Rafael Torres

Personal information
- Full name: Rafael Ricardo De Oliveira Torres
- Date of birth: 26 October 1989 (age 36)
- Place of birth: Campo Grande, Brazil
- Height: 1.78 m (5 ft 10 in)
- Position: Midfielder

Youth career
- Arapongas EC

Senior career*
- Years: Team / Apps / (Gls)
- Internacional
- Roma Apucarana
- ?–2011: Arapongas EC / 5 / (0)
- 2011–2012: Tatran Prešov / 15 / (0)
- 2012: → Zemplín Michalovce (loan) / 6 / (2)

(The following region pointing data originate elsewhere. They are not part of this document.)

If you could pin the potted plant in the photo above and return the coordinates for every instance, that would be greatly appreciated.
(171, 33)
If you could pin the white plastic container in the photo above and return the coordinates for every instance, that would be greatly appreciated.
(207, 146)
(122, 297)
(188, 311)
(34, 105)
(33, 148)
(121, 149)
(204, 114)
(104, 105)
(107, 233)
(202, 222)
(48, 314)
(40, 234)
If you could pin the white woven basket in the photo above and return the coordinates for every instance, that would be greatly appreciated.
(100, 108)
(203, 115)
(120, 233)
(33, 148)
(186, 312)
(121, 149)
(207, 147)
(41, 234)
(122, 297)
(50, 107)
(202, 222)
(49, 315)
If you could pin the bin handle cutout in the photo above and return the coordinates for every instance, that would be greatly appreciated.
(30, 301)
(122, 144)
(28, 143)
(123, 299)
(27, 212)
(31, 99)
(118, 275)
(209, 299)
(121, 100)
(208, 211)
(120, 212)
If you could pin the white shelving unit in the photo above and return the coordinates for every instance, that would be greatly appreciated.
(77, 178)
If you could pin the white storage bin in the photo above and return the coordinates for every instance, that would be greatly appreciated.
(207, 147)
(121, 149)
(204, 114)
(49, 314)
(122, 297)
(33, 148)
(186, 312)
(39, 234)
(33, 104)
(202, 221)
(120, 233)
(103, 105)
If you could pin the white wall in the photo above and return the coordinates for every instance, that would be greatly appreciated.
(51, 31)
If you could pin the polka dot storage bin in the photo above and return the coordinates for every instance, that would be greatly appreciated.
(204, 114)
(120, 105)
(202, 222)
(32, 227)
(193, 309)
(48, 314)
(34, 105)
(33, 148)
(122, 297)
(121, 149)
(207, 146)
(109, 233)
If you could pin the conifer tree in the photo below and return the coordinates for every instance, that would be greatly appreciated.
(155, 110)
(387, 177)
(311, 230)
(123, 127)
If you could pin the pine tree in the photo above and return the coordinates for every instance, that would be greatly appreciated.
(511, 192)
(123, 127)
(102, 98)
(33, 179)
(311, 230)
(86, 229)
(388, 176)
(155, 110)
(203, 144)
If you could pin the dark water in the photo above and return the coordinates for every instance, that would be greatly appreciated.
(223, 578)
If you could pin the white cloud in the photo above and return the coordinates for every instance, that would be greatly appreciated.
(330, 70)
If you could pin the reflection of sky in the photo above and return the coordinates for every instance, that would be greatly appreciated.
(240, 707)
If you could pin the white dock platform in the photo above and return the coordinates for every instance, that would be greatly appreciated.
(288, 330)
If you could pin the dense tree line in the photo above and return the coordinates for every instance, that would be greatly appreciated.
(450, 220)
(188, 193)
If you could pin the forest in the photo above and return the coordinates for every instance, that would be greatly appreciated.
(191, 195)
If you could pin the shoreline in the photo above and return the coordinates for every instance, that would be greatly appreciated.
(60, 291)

= Rafael Torres (footballer) =

Brazilian footballer

Ricardo Rafael De Oliveira Torres, or simply Rafael Torres (born 26 October 1989) is a Brazilian former professional footballer who played as a midfielder. His last clubs were Tatran Prešov and Zemplín Michalovce.

==Career==
Rafael Torres was born in Campo Grande.

In August 2011, he joined Slovak club Tatran Prešov. He made his debut for Prešov against ViOn Zlaté Moravce on 12 August 2011. On 14 September 2012, he moved to Zemplín Michalovce on half-year loan from Tatran.